Why Trump’s use of personal narrative served its purpose

Why Trump’s use of personal narrative served its purpose

Snow Flickr User Natalia Medd-2

A few days ago, I went to a small ski area a few kilometers from my house. Thirty centimeters (about 12 inches) of heavy snow had fallen in the morning. The water content of the snow was extremely high, but it turned out to be very skiable. A nasty rain at lower altitudes meant that the crowds had stayed away, and so I had an absolute blast, skiing virtually alone for three hours. 

Back home, when my family asked how the snow was, I had to say that it was not great by most standards. For me, though, it had more than achieved its purpose. People in town wanted to know if there was powder on the mountain. “Well”, I responded, “no, and yes.”  No, because it was not the light, dry snow that most of us think of when we use the word “powder”. But, yes, because the snow was deep, and it worked surprisingly very well as a skiing surface.

Now, for those who are wondering why I am writing about snow quality, let’s get back to one of the questions left over from last week’s post: Did Donald Trump have any type of personal narrative during his presidential campaign? And, if so, did he use it effectively? My answer to this question is similar to the one about the wet powder on the mountain: It was not wonderful snow, but it served its purpose.

In similar fashion, Donald Trump’s use of his personal narrative and life experience was, in my view at least, far from brilliant. Nonetheless, his life stories did help him win the election.

Recently, when I expressed the opinion that Hillary Clinton lost the election because she presented no clear personal narrative, a number of my colleagues and friends asked if I thought Trump had done better in this area. Most expected me to dismiss his efforts too, but in fact my views are a bit more complex than that.

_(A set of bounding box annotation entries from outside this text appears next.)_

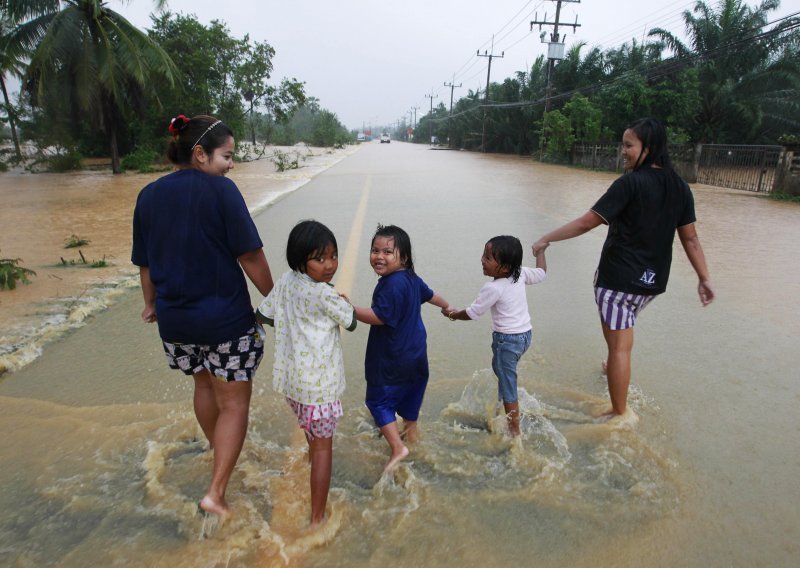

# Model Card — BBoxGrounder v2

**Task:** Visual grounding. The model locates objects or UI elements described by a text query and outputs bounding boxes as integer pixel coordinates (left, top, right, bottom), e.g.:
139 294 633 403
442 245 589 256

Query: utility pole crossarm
531 0 581 113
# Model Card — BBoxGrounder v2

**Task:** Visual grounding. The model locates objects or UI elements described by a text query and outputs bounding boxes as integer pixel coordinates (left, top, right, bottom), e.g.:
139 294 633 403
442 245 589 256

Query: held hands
531 239 550 256
697 280 714 307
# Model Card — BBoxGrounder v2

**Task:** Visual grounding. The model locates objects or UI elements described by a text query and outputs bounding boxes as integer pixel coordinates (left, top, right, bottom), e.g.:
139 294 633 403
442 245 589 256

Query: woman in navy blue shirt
131 115 272 517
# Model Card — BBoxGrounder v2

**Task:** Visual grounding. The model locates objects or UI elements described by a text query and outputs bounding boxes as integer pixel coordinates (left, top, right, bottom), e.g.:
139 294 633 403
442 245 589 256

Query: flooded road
0 143 800 566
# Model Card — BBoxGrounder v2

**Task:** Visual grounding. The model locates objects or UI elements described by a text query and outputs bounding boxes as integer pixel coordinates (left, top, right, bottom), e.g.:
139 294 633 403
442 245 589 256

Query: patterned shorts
163 325 264 381
286 396 344 439
594 286 655 331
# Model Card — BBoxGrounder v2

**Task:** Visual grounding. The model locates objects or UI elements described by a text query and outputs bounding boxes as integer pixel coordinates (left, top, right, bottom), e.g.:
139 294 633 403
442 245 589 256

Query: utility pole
444 79 461 146
478 36 506 152
531 0 581 114
425 91 439 144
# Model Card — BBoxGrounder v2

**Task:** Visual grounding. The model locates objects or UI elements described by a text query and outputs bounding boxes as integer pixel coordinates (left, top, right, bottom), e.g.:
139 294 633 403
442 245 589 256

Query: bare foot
198 495 231 519
383 446 408 472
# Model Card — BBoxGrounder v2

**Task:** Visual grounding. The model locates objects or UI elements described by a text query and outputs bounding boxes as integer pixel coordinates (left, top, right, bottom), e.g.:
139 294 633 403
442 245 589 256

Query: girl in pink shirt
442 236 547 437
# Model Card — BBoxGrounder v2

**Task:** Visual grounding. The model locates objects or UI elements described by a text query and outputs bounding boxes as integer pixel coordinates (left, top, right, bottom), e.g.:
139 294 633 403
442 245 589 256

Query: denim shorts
492 330 533 402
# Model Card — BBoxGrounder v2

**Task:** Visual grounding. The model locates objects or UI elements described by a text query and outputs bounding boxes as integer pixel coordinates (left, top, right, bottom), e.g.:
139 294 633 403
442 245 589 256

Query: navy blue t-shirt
131 168 263 345
592 167 695 295
364 270 433 386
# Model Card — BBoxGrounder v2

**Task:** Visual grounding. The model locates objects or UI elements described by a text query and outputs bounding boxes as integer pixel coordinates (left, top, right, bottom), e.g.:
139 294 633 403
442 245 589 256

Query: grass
64 234 90 248
0 252 36 290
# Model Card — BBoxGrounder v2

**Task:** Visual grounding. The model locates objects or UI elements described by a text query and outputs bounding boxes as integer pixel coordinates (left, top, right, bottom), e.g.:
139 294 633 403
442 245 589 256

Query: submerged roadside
0 146 358 376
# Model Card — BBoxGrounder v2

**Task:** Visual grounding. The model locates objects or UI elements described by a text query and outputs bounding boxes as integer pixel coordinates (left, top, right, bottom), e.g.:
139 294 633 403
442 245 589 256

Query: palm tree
21 0 178 173
649 0 800 143
0 14 23 160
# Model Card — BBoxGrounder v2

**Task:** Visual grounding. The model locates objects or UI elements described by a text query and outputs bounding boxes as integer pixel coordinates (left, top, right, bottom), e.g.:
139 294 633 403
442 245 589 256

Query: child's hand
142 306 158 323
531 241 550 256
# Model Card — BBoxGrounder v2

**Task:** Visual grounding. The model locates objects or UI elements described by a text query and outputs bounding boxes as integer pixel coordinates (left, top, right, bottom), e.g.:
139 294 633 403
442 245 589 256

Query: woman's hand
697 280 714 306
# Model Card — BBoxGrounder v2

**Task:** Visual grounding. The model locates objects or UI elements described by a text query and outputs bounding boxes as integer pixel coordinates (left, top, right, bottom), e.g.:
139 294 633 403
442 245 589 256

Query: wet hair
486 235 522 282
167 114 233 166
372 224 414 273
627 117 672 170
286 219 339 274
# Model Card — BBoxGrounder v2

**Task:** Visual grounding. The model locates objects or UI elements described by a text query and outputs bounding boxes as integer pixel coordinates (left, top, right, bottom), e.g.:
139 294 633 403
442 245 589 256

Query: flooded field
0 143 800 567
0 146 356 375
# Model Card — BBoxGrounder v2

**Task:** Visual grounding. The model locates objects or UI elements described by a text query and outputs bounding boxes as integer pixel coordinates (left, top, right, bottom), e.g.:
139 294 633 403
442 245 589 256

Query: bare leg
308 437 333 526
192 369 219 449
503 401 520 438
400 419 419 444
200 379 253 517
381 420 408 471
602 324 633 415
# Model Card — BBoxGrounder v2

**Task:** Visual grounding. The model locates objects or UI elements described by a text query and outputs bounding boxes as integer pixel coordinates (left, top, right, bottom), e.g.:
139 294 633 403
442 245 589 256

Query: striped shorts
594 286 655 331
286 396 344 440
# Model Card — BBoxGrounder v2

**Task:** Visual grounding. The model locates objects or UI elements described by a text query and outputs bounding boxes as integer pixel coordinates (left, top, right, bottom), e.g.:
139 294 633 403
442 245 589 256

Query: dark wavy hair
372 224 414 273
167 114 233 166
486 235 522 282
627 117 672 170
286 219 339 273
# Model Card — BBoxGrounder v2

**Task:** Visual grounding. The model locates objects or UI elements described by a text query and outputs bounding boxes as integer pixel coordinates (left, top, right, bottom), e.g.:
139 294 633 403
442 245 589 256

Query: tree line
0 0 351 173
406 0 800 161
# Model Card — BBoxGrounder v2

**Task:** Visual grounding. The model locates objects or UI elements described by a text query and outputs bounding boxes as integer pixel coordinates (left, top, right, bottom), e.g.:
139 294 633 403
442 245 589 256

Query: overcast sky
109 0 800 129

Was Donald Trump able to use personal storytelling effectively? In one way my answer would be yes. He did talk about his business experience and its relevance to the work of the president. What he told the world was: I am a business man. I have spent my life negotiating deals. I can get the economy moving faster because I understand entrepreneurship and initiative. And, because I am a deal-maker, I will negotiate better agreements with our allies, our trading partners, and our adversaries. 

Throughout the primaries and again in the general election, he used with great effect a story of being an outsider to the political system, someone who had no ties to any of the corrupt activity in Washington. As such, one of Mr Trump’s themes was a pledge to “clean up the swamp”, to rid the nation’s capital of the cronyism and shady practices that had become standard operating procedure.

In another sense, though, I would say that Donald Trump’s utilization of personal stories of identity was rather feeble. While he sketched out the skeleton of a narrative based on his past experience, he did not go nearly far enough in that direction. As a result, his stories remained vague and superficial.

How should he have taken this dynamic further, in my opinion? Had I been coaching Mr Trump (or Mrs Clinton, for that matter), I would have tried to train him to tell specific personal anecdotes from his life experience. How did he learn about negotiating and decision-making? What were some of the key moments, events, people and decisions that shaped his world view? How will the lessons of his past serve him as president?

As my years of research and experience have shown again and again, and as I have written repeatedly, personal stories of identity are any leader’s most powerful tool of influence. Consequently, I often watch political debate to see if any candidate is effective at “leading by autobiography”. In the case of Hillary Clinton, I found this type of discourse totally absent. Donald Trump, on the other hand, did use his life story somewhat. It was perhaps too shallow and ill-defined for my taste, but he did nonetheless try to give people a story they could latch onto.

Again, I think the question of Trump’s use of narrative is much like the heavy snow I skied in recently. Was the snow great? No. Did it do the job, in the sense that it was good enough to provide a fun afternoon? Most certainly. Did Trump do a great job with personal narrative? I would say no. But, did his use of life stories do the job, in the sense that it contributed significantly to his election? Absolutely.